Eskişehir Osmangazi University
- Other name: ESOGU
- Motto: In the light of science, In the way of modern civilization...
- Type: Public
- Established: 18 August 1993
- Rector: Prof. Dr. Kamil Çolak
- Administrative staff: 1,507
- Students: 29,822
- Postgraduates: 5077
- Location: Eskişehir, Turkey 39°45′00″N 30°28′44″E﻿ / ﻿39.750°N 30.479°E
- Website: en.ogu.edu.tr

= Eskişehir Osmangazi University =

Public university in Eskişehir, Turkey

Eskisehir Osmangazi University (Eskişehir Osmangazi Üniversitesi), abbreviated as ESOGU, is located in Eskişehir, in the Eskişehir Province of Turkey.

== History ==
Eskişehir Osmangazi University (ESOGU) is a state university that dates back to the foundation of the Faculty of Medicine, the Faculty of Engineering and Architecture and the Faculty of Letters and Applied Sciences in 1970. Eskişehir Osmangazi University was founded with the transfer of various educational units of Anadolu University in 1993. These three faculties together with Eskişehir School of Health, Eskişehir Vocational School of Health Services, Institutes of Health Sciences, Metallurgy, and Applied Sciences, newly founded Faculty of Economic and Administrative Sciences and Institute of Social Sciences, have formed Eskişehir Osmangazi University on 18 August 1993. The university has added many new faculties and colleges over the years.

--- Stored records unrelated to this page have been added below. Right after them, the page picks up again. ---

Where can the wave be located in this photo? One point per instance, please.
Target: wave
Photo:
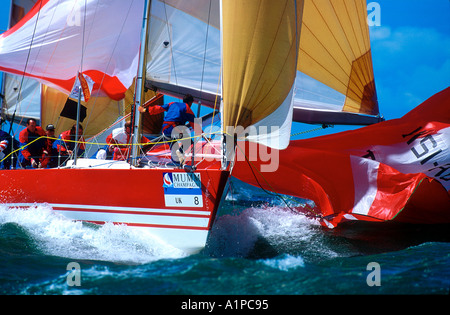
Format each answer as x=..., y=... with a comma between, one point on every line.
x=56, y=235
x=267, y=232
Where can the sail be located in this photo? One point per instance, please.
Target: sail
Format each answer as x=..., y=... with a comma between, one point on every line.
x=56, y=39
x=394, y=170
x=260, y=44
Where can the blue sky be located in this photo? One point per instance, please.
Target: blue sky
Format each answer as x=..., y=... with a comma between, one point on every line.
x=410, y=49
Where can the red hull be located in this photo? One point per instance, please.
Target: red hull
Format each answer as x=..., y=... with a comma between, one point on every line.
x=134, y=197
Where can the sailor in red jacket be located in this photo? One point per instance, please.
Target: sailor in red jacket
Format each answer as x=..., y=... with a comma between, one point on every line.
x=32, y=140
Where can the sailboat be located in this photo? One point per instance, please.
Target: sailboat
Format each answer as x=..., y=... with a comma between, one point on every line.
x=257, y=65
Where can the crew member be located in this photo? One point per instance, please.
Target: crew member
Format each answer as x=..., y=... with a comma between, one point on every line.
x=118, y=142
x=7, y=144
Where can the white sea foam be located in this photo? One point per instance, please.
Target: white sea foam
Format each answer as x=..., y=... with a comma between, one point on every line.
x=59, y=236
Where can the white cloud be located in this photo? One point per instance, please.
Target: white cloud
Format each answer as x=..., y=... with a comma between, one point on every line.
x=411, y=64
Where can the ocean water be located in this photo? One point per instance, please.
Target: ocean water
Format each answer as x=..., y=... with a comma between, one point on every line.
x=258, y=247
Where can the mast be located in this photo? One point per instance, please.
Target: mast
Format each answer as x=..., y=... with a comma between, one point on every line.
x=140, y=81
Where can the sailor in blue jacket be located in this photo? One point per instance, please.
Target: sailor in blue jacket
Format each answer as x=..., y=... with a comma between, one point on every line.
x=177, y=114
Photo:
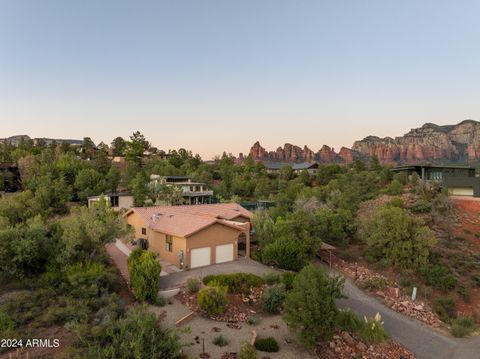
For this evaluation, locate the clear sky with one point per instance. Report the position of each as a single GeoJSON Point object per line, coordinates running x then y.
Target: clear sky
{"type": "Point", "coordinates": [218, 75]}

Some colleges were converted into faculties in 2013 and 2016.

=== 2018 shooting ===

On April 5, 2018, 37-year-old research assistant Volkan Bayar, who was investigated by the university for verbally assaulting multiple faculty members, opened fire at the institution during an administrative meeting regarding his investigation, killing three academics and a secretary along with injuring three others. He then attempted fleeing the area before being arrested. In 2020, he received four life sentences along with his wife (also a research assistant), who was accused of instigating the attack.

==Affiliations==
The university is a member of the Caucasus University Association.